Apes and ivory, skulls and roses, in junks of old Hong-Kong,
Gliding over a sea of dreams to a haunted shore of song,
Masts of gold and sails of satin, shimmering out of the East,
O, Love has little need of you now to make his heart a feast.

Or is it an elephant, white as milk and bearing a severed head
That tatters his broad soft wrinkled flank in tawdry patches of red,
With a negro giant to walk beside and a temple dome above,
Where ruby and emerald shatter the sun,—is it these that should please my love?

Or is it a palace of pomegranates, where ivory-limbed young slaves
Lure a luxury out of the noon in the swooning fountain's waves;
Or couch like cats and sun themselves on the warm white marble brink?
O, Love has little to ask of these, this day in May, I think.

Is it Lebanon cedars or purple fruits of the honeyed southron air,
Spikenard, saffron, roses of Sharon, cinnamon, calamus, myrrh,
A bed of spices, a fountain of waters, or the wild white wings of a dove,
Now, when the winter is over and gone, is it these that should please my love?

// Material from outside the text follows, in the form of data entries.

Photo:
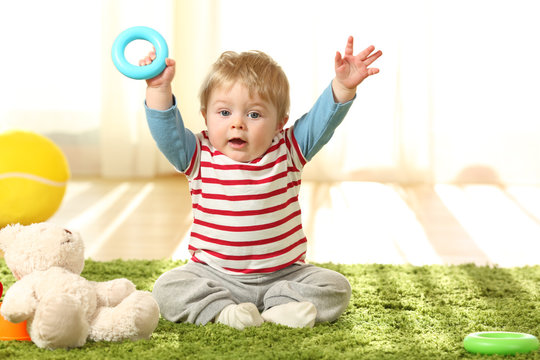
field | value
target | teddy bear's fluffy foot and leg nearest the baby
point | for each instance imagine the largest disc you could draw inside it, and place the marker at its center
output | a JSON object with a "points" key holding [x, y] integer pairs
{"points": [[136, 317]]}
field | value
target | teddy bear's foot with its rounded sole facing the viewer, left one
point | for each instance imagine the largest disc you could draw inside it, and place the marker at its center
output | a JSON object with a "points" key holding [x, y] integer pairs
{"points": [[59, 323]]}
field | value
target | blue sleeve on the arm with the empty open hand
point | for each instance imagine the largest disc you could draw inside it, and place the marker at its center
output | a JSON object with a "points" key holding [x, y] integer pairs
{"points": [[313, 130]]}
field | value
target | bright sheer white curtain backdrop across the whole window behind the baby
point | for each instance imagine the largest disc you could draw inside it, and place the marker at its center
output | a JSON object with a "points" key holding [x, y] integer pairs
{"points": [[455, 100]]}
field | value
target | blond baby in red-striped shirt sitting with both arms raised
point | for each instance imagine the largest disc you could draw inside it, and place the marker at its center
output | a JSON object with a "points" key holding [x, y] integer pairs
{"points": [[247, 244]]}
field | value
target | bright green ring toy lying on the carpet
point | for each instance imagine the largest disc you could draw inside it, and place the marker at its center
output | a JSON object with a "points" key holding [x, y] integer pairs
{"points": [[500, 343]]}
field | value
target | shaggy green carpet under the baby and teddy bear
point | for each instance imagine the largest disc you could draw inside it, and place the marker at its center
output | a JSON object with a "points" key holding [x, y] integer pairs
{"points": [[396, 312]]}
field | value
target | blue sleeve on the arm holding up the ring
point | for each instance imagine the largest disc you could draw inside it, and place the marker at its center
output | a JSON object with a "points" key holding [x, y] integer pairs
{"points": [[176, 142]]}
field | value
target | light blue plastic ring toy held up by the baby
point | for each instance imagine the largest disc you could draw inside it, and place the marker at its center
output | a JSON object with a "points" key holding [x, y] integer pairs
{"points": [[140, 72]]}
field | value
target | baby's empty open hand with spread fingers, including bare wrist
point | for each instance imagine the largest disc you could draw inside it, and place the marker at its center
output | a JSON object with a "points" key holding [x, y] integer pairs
{"points": [[351, 70]]}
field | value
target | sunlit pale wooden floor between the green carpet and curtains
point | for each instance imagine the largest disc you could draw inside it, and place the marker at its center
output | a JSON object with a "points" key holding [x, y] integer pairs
{"points": [[346, 222]]}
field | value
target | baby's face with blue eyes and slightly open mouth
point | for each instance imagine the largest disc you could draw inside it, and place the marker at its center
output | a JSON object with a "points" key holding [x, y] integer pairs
{"points": [[240, 126]]}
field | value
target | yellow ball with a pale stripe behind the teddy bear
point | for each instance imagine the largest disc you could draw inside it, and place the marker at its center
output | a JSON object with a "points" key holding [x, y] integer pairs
{"points": [[33, 178]]}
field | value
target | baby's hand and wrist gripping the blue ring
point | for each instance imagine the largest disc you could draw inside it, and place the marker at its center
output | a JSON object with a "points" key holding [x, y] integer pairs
{"points": [[159, 90]]}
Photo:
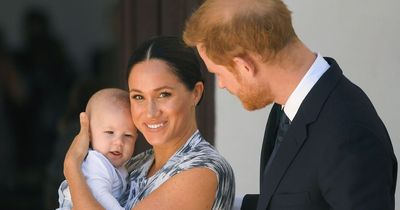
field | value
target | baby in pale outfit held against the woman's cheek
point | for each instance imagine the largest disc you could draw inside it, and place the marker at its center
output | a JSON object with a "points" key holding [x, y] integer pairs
{"points": [[113, 137]]}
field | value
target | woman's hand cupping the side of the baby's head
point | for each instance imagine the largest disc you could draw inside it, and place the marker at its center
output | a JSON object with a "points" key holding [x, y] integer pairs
{"points": [[78, 149]]}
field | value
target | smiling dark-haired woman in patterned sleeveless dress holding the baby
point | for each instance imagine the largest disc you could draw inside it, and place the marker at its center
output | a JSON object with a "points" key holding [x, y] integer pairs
{"points": [[181, 171]]}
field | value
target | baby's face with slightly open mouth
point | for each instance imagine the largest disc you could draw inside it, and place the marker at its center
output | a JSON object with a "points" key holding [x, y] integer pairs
{"points": [[113, 134]]}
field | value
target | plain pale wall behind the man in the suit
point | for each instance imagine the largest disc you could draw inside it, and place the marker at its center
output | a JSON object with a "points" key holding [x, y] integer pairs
{"points": [[363, 37]]}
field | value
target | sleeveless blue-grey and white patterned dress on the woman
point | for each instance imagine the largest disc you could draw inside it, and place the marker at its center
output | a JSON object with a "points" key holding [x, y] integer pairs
{"points": [[194, 154]]}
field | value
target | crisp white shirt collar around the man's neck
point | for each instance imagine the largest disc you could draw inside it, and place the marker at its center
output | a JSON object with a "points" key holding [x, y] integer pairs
{"points": [[317, 69]]}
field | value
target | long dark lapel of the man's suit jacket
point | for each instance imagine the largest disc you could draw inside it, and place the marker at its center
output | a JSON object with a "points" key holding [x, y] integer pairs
{"points": [[297, 133]]}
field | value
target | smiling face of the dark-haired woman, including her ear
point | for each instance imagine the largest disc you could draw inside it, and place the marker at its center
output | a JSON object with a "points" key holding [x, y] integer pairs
{"points": [[162, 108]]}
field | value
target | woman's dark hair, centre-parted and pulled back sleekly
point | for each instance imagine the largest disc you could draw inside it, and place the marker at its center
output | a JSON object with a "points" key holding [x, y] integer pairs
{"points": [[183, 61]]}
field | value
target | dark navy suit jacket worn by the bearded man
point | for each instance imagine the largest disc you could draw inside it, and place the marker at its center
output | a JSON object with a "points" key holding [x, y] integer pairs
{"points": [[336, 154]]}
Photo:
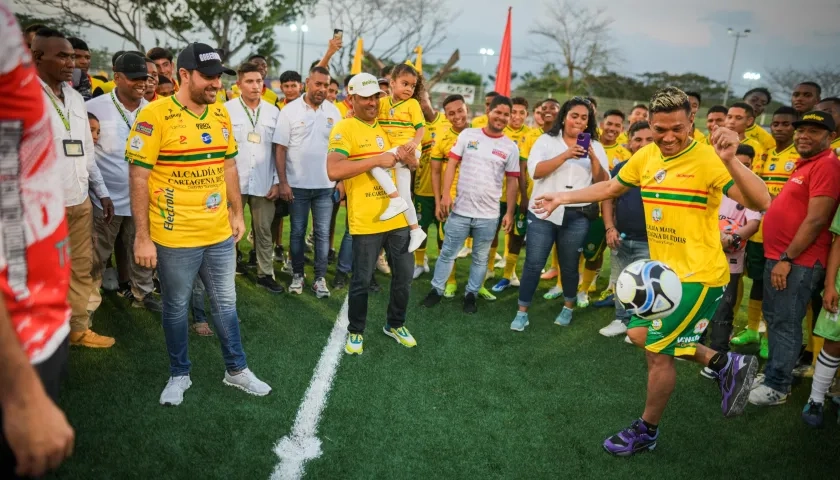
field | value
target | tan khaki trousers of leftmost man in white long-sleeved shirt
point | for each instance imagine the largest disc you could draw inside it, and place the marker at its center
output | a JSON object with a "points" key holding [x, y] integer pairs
{"points": [[80, 227]]}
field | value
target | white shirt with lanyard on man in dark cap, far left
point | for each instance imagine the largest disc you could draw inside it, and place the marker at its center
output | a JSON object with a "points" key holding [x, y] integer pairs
{"points": [[115, 122]]}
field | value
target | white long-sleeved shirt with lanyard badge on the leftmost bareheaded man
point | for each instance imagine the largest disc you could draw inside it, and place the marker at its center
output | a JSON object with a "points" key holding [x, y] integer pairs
{"points": [[78, 173]]}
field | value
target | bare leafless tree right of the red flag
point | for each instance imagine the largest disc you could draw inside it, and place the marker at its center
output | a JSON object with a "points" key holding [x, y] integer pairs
{"points": [[578, 36]]}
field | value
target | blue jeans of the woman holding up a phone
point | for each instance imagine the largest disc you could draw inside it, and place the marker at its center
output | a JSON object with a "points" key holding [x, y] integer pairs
{"points": [[542, 235]]}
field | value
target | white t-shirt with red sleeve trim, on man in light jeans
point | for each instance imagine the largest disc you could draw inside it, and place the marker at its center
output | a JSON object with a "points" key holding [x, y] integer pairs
{"points": [[485, 163]]}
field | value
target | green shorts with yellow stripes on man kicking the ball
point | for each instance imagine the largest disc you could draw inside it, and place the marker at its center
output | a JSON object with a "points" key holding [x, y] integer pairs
{"points": [[677, 334]]}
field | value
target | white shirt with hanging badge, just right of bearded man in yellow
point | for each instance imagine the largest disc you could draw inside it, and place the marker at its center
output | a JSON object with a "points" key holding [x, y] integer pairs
{"points": [[253, 130]]}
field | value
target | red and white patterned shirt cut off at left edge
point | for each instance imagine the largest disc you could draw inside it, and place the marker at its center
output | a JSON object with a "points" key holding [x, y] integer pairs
{"points": [[34, 252]]}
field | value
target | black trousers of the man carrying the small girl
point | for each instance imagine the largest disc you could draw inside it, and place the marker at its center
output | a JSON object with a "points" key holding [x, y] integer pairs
{"points": [[366, 250]]}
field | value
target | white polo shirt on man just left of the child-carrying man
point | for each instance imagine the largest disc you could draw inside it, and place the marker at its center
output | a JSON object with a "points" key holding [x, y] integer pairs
{"points": [[305, 131]]}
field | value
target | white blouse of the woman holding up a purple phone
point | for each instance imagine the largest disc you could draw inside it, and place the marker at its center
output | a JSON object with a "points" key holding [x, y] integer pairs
{"points": [[574, 174]]}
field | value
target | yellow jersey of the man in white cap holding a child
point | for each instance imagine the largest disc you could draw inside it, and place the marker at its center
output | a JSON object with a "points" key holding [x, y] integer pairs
{"points": [[366, 200]]}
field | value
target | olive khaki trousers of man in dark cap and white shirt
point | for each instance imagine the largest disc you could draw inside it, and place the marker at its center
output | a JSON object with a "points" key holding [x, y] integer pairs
{"points": [[105, 237]]}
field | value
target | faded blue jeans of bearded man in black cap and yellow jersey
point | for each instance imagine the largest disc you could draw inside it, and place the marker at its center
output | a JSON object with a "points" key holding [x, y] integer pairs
{"points": [[177, 268]]}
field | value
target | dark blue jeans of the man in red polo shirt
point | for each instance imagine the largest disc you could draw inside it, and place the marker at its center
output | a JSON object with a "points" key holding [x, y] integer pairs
{"points": [[783, 312]]}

The leaves outburst on the hazel-bough and the hawthorn's heaped wi' flower,
And God has bidden the crisp clouds build my love a lordlier tower,
Taller than Lebanon, whiter than snow, in the fresh blue skies above;
And the wild rose wakes in the winding lanes of the radiant land I love.

Apes and ivory, skulls and roses, in junks of old Hong-Kong,
Gliding over a sea of dreams to a haunted shore of song,
Masts of gold and sails of satin, shimmering out of the East,
O, Love has little need of you now to make his heart a feast.


A SONG OF SHERWOOD

Sherwood in the twilight, is Robin Hood awake?
Grey and ghostly shadows are gliding through the brake,
Shadows of the dappled deer, dreaming of the morn,
Dreaming of a shadowy man that winds a shadowy horn.

Robin Hood is here again: all his merry thieves
Hear a ghostly bugle-note shivering through the leaves,
Calling as he used to call, faint and far away,
In Sherwood, in Sherwood, about the break of day.

Merry, merry England has kissed the lips of June:
All the wings of fairyland were here beneath the moon,
Like a flight of rose-leaves fluttering in a mist
Of opal and ruby and pearl and amethyst.

Merry, merry England is waking as of old,
With eyes of blither hazel and hair of brighter gold:
For Robin Hood is here again beneath the bursting spray
In Sherwood, in Sherwood, about the break of day.

Love is in the greenwood building him a house
Of wild rose and hawthorn and honeysuckle boughs:
Love is in the greenwood, dawn is in the skies,
And Marian is waiting with a glory in her eyes.